While they don't quite argue that the unity thesis is definitely true, they claim it is hard to conceive of it being false and has much to recommend it. They then put it to use against other theories -- those that attempt to reduce phenomenal consciousness to some sort of access consciousness -- in particular, higher-order theories and reductive versions of representationalism. Their point is that these theories, though compatible with an empirical version of the unity thesis, one that says that all phenomenal experiences happen to be unified, are not able to account for the necessity of the unity thesis. They admit they don't make a knock-down case, but I agree there is something interesting and new in this line of argument against these views.[6]

References

Block, N. and Stalnaker, R. (1999). "Conceptual Analysis, Dualism, and the Explanatory Gap", The Philosophical Review 108: 1-46.

Dretske, F. (1995). Naturalizing the Mind. Cambridge, MA: Bradford Books/The MIT Press.

Levine, J. (2001). Purple Haze: The Puzzle of Consciousness. New York: Oxford University Press.

Levine, J. (2007). "Phenomenal Concepts and the Materialist Constraint", in Phenomenal Concepts and Phenomenal Knowledge, eds.
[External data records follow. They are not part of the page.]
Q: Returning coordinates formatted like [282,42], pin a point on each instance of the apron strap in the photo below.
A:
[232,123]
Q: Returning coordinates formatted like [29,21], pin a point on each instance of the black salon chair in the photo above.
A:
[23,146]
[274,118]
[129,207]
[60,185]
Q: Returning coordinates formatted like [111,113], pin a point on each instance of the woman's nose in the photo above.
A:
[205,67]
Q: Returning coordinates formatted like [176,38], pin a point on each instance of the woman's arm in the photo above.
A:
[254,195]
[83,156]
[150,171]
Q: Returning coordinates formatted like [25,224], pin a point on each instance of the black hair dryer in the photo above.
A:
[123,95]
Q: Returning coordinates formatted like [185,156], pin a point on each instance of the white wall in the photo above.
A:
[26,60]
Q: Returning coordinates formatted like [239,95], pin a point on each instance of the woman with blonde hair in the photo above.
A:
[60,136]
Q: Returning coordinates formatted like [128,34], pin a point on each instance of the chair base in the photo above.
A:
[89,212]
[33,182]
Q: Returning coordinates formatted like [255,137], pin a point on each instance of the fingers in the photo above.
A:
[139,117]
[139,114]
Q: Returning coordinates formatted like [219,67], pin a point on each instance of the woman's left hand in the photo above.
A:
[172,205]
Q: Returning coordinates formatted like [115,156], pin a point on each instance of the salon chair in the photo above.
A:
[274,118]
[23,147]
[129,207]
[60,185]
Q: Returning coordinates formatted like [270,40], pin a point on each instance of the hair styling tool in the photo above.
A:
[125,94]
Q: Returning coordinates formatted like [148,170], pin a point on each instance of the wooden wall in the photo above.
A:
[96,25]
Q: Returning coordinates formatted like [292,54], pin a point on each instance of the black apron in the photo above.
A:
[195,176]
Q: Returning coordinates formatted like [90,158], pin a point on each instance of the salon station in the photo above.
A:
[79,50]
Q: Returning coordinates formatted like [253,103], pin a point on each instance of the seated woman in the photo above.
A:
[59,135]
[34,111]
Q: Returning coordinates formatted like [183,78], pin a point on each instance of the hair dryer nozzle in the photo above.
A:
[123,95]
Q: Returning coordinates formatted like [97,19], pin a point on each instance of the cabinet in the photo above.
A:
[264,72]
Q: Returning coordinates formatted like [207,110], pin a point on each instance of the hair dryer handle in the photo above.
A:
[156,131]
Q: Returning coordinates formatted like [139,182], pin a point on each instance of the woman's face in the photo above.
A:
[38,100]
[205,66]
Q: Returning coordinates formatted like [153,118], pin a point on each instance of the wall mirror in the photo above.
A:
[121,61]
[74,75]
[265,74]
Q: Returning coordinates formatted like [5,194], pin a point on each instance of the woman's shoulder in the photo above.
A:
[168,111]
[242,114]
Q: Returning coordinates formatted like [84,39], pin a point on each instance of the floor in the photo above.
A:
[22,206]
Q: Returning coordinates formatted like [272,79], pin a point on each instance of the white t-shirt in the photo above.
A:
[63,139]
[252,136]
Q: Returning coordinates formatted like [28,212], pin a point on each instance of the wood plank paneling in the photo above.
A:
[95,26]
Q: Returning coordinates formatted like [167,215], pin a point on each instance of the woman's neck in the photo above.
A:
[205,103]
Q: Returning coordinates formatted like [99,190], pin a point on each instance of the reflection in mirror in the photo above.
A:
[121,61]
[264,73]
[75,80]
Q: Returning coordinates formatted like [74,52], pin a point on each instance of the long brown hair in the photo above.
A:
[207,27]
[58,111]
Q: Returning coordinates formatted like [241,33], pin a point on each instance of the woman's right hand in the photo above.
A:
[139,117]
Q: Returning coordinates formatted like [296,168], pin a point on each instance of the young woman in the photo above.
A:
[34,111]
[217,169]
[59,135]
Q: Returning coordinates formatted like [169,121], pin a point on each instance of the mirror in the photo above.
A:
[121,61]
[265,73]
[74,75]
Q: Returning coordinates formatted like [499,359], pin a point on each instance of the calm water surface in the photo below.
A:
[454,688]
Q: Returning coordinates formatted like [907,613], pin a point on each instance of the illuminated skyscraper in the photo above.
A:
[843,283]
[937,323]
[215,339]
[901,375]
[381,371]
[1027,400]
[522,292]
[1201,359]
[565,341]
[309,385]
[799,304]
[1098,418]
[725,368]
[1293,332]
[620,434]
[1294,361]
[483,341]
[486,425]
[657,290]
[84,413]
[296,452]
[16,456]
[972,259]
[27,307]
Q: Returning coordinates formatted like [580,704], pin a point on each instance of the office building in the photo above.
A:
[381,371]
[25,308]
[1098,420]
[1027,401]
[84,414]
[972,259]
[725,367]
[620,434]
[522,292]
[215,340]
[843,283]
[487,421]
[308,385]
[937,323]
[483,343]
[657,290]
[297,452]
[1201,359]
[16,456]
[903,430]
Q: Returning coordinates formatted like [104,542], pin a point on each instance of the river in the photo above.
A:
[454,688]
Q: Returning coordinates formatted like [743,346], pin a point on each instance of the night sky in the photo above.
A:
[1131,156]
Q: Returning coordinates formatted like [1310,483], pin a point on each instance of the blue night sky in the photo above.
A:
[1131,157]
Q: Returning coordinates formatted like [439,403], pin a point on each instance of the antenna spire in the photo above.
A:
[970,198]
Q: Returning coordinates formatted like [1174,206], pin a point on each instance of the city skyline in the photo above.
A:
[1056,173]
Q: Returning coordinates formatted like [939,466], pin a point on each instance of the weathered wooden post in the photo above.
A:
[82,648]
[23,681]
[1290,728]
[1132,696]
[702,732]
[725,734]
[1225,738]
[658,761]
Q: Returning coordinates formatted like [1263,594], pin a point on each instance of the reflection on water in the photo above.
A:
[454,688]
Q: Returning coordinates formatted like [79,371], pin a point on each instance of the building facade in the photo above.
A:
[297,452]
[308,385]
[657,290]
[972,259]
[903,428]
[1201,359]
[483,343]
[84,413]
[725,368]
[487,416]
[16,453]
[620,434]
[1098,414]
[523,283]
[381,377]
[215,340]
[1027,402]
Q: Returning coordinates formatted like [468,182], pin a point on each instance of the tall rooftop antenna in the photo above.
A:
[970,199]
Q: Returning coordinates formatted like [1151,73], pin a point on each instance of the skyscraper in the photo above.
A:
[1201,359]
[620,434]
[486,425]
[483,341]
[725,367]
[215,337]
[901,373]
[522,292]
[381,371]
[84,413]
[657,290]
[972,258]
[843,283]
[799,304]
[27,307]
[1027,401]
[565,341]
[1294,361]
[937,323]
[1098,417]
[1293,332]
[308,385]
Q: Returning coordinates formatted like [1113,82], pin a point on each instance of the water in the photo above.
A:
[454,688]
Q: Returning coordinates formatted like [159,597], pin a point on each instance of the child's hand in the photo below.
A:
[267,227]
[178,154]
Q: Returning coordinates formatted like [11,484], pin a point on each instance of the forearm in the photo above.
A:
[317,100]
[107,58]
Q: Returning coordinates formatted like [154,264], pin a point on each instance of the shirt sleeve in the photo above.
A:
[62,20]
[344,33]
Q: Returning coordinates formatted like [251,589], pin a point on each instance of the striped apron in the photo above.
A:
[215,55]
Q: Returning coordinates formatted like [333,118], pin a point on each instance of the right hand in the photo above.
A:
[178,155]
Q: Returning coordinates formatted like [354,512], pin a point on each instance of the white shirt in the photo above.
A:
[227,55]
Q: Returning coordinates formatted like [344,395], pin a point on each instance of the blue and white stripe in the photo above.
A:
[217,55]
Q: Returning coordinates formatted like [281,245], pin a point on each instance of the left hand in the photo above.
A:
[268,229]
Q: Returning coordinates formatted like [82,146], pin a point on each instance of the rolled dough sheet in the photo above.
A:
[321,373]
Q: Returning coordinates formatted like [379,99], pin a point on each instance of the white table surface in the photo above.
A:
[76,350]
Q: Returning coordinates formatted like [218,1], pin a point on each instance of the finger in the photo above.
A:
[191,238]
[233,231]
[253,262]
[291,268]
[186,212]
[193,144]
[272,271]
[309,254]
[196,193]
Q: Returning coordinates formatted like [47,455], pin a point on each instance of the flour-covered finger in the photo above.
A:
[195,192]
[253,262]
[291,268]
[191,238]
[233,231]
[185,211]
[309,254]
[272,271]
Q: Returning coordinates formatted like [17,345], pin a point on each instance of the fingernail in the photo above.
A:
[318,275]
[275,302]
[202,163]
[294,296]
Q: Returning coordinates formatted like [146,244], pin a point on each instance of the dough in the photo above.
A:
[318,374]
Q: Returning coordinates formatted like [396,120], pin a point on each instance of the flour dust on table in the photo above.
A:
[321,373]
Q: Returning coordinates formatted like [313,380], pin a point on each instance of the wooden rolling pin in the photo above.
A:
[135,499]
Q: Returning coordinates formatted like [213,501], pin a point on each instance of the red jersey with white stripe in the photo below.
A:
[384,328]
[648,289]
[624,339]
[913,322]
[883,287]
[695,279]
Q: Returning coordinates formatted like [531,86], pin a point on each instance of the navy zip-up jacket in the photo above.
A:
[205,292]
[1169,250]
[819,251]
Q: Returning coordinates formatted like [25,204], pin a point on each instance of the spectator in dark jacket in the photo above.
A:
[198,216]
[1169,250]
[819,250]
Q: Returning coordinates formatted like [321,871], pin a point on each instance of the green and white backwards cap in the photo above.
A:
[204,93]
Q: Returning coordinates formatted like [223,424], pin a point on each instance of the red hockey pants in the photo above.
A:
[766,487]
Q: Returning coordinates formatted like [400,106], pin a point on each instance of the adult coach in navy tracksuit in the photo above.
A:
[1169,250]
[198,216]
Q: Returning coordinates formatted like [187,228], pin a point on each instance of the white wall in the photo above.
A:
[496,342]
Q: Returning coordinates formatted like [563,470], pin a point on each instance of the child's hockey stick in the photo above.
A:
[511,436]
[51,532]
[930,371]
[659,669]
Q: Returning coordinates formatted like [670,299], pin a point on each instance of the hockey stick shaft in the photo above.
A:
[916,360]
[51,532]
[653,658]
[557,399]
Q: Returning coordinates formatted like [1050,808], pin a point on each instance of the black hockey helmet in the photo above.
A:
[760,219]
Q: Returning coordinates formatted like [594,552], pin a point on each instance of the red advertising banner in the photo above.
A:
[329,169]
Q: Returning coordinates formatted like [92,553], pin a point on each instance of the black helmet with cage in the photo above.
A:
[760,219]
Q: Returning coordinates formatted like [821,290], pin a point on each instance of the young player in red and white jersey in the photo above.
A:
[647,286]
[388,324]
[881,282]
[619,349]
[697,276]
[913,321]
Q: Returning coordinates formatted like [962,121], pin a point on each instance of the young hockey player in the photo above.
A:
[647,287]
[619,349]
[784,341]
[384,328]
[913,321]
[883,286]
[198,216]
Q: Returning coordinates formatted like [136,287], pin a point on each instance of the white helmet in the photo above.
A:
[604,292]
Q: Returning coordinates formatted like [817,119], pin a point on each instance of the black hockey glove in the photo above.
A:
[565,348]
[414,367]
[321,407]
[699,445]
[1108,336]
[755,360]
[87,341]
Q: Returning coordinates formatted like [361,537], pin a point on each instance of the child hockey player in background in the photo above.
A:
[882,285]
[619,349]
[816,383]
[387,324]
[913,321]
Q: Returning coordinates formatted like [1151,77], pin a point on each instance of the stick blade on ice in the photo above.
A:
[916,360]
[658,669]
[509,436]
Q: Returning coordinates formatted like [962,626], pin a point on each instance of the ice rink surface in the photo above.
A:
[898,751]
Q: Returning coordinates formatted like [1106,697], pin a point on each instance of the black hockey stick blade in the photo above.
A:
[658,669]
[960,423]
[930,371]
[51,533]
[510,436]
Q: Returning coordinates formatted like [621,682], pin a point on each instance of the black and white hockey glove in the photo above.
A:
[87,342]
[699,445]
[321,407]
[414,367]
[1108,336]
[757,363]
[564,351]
Torin Alter and Sven Walter, Oxford University Press.

Levine, J. (2010). "The Q Factor: Modal Rationalism vs. Modal Autonomism", The Philosophical Review, vol. 119: 365-380.

Tye, M. (1995). Ten Problems of Consciousness: A Representational Theory of the Phenomenal Mind. Cambridge, MA: Bradford Books/M.I.T. Press.



[1] Levine (2001), chapter 4.

[2] Block and Stalnaker (1999).

[3] Levine (2001), chapter 2, and Levine (2010).

[4] Levine (2007).

[5] See Dretske (1995) and Tye (1995).

[6] Thanks to David Chalmers for helpful comments on an earlier draft.